S.R.: Si hay algo que he aprendido a lo largo de mis años como escritor, es a sentirme cada vez más cerca de los lectores. Intento ponerme en su lugar y comprender cómo se acercan al texto. El encanto de Florencia es una novela ambientada en una época en la que los referentes literarios son nada menos que Ariosto, Cervantes y Shakespeare. Así que me dije que podía darme permiso para imprimirle al lenguaje una riqueza de la que carece el lenguaje del siglo XXI. Me propuse escribir la clase de libro que les hubiera gustado leer a los personajes de mi novela. Si se fija, la manera de narrar la historia no es muy distinta a la forma de ficción narrativa que se cultivaba en India y la Europa de aquel tiempo. Otra cosa que quería conseguir es dotar al libro de un sentimiento de plenitud, la idea de que la vida es muchas cosas a la vez.

E.L.: ¿Se puede hablar de un adiós a la política?

S.R.: En el sentido de que me cansé de que la gente me viera como a una figura pública. Por supuesto que hay política en la novela, en parte el libro versa sobre el poder. Hay personajes como Maquiavelo y el Emperador Akbar, dos figuras históricas fascinantes, una que representa a Occidente y otra a Oriente. Hay mucho que decir acerca de los dos. Me interesaba reivindicar a Maquiavelo, que ha sido objeto de muchos malentendidos... Pero sí, hay un intento deliberado por alejarme de los temas que aparecen a diario en los periódicos. Es como si me hubieran dado la posibilidad de presentarme al mundo por primera vez y mi respuesta hubiera sido: Salman Rushdie es un contador de historias, todo lo demás da igual.
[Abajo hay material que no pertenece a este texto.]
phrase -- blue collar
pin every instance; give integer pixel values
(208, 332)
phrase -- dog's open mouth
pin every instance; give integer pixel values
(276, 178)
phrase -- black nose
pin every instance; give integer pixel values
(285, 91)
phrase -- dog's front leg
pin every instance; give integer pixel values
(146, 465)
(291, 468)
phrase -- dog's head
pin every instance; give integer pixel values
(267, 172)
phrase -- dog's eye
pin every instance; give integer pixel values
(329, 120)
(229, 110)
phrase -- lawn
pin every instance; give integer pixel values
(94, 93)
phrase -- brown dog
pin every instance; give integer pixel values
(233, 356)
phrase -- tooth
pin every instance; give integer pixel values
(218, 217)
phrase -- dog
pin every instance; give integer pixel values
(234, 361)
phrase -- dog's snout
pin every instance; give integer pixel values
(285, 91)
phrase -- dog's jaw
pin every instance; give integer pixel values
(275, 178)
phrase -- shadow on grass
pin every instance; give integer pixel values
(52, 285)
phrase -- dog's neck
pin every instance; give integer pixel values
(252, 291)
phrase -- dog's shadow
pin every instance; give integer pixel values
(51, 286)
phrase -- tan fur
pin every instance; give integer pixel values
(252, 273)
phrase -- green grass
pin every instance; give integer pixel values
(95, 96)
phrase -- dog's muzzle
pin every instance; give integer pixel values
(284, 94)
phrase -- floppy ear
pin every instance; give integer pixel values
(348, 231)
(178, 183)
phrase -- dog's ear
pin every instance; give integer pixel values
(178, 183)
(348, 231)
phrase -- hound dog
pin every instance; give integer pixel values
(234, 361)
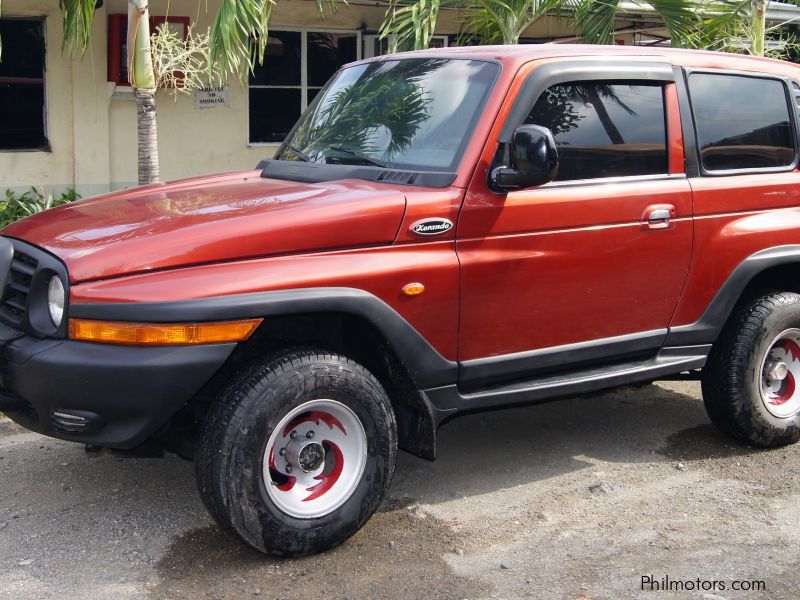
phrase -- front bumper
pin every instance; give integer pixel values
(124, 393)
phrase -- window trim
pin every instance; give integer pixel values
(620, 178)
(582, 69)
(47, 147)
(303, 87)
(790, 105)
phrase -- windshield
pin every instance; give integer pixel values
(414, 114)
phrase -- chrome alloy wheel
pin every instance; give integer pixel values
(314, 459)
(780, 375)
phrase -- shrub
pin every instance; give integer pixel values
(15, 207)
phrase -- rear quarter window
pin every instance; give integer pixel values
(742, 122)
(605, 128)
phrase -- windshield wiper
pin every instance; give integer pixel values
(373, 161)
(300, 154)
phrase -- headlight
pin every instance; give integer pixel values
(55, 300)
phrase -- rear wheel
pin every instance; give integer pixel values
(751, 385)
(297, 453)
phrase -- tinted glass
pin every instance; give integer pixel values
(742, 122)
(411, 113)
(605, 129)
(22, 85)
(327, 52)
(281, 62)
(273, 112)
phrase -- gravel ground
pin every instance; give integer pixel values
(574, 499)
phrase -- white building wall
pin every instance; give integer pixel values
(92, 127)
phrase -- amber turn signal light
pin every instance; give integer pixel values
(413, 289)
(157, 334)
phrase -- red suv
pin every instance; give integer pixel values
(441, 232)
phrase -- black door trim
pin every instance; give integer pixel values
(484, 371)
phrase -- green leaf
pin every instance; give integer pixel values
(238, 37)
(78, 16)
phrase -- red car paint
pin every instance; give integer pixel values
(526, 270)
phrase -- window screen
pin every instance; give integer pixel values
(742, 122)
(22, 123)
(605, 129)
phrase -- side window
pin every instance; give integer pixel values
(742, 122)
(605, 128)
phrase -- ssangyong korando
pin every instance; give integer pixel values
(441, 232)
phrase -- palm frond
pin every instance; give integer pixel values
(713, 30)
(595, 20)
(78, 16)
(410, 26)
(678, 15)
(238, 38)
(323, 6)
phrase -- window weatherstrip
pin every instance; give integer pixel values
(793, 119)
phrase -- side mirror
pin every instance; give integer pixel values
(533, 159)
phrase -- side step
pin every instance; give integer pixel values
(669, 361)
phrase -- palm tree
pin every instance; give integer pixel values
(237, 41)
(410, 24)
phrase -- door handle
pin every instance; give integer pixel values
(659, 217)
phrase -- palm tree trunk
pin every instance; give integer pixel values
(758, 21)
(147, 136)
(605, 119)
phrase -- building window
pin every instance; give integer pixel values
(296, 66)
(22, 99)
(742, 122)
(605, 129)
(374, 45)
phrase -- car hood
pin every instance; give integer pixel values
(211, 219)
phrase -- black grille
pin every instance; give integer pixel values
(15, 297)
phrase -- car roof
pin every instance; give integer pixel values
(516, 55)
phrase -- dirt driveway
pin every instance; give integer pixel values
(575, 499)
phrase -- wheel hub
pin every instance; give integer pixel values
(777, 370)
(305, 454)
(779, 374)
(314, 459)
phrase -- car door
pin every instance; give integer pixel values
(588, 267)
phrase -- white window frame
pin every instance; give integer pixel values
(303, 87)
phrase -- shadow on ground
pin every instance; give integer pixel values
(140, 503)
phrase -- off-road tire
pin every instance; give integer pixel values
(230, 455)
(731, 378)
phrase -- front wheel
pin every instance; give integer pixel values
(297, 453)
(751, 385)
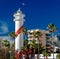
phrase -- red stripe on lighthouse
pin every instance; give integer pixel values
(19, 30)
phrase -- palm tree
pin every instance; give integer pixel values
(45, 53)
(58, 56)
(34, 46)
(24, 31)
(6, 43)
(52, 28)
(38, 35)
(12, 35)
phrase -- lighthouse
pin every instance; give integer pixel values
(19, 21)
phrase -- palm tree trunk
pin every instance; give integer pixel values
(38, 49)
(52, 44)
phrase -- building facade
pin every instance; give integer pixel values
(42, 39)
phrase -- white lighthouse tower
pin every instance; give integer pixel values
(19, 21)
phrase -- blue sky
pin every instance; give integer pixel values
(39, 13)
*Escritor español (1954). Doctor en Literatura de la Universidad de Nueva York, profesor de literatura en el Sarah Lawrence College desde 1993 y director del Instituto Cervantes de Nueva York desde 2006. En 2006 ganó el Premio Nadal con ‘Llámame Brooklyn’, novela que obtuvo el Premio de la Crítica de narrativa castellana y el Ciudad de Barcelona. Su segunda novela es ‘Ladrón de mapas’ (2008).

Angloindio de buena cuna y buena pluma

Escritor y ensayista británico, nacido en Bombay, India, en 1947. Hijo de una rica familia musulmana de Bombay, Salman Rushdie se educó en Cambridge, donde estudió historia. Su literatura debe mucho al realismo mágico latinoamericano (se ha declarado admirador de las obras de Gabriel García Márquez) y a la cultura europea e hindú. Con su novela Hijos de la medianoche ganó en 1981 el prestigioso premio británico Booker. En 2001 fue investido Caballero por la Reina Isabel II. Algunas de sus obras más importantes son: Grimus (1975), Vergüenza (1983), La sonrisa del jaguar (1987), Los versos satánicos (1988), El suelo bajo sus pies (1999) y Furia (2001).

Años de dificultad extrema

Amenazado de muerte, Rushdie se vio obligado a vivir en rigurosa reclusión, cambiando constantemente de domicilio, rodeado día y noche de una escolta de policías secretos. Tres personas relacionadas con la publicación de Los versos satánicos sufrieron atentados. El traductor de la novela al japonés fue asesinado.

El gobierno iraní suspendió oficialmente la condena a muerte en 1998, aunque diversos grupos radicales se negaron a acatar la decisión. Hoy Rushdie recibe ocasionalmente notas que le recuerdan la fatídica sentencia. En 2005 el ayatolá Alí Jamenei declaró que la condena seguía en vigor. En 2007, la Reina Isabel II lo nombró Caballero de la Orden del Imperio Británico, gesto que desató una nueva oleada de furia en su contra. Durante todo este tiempo, el autor angloindio ha procurado mantenerse fiel a sus principios éticos y estéticos. Entre 2004 y 2006 ejerció como presidente del PEN American Center, organización que desde su sede neoyorquina vela por la libertad de expresión y la independencia de los escritores de todo el mundo.

La opinión de Rushdie es contundente: “Sin el derecho a ofender”, observó en una ocasión, “no se puede hablar de libertad de expresión”. En otro momento apostilló: “No hay nada más fácil que impedir que un libro nos ofenda. Basta con cerrarlo”.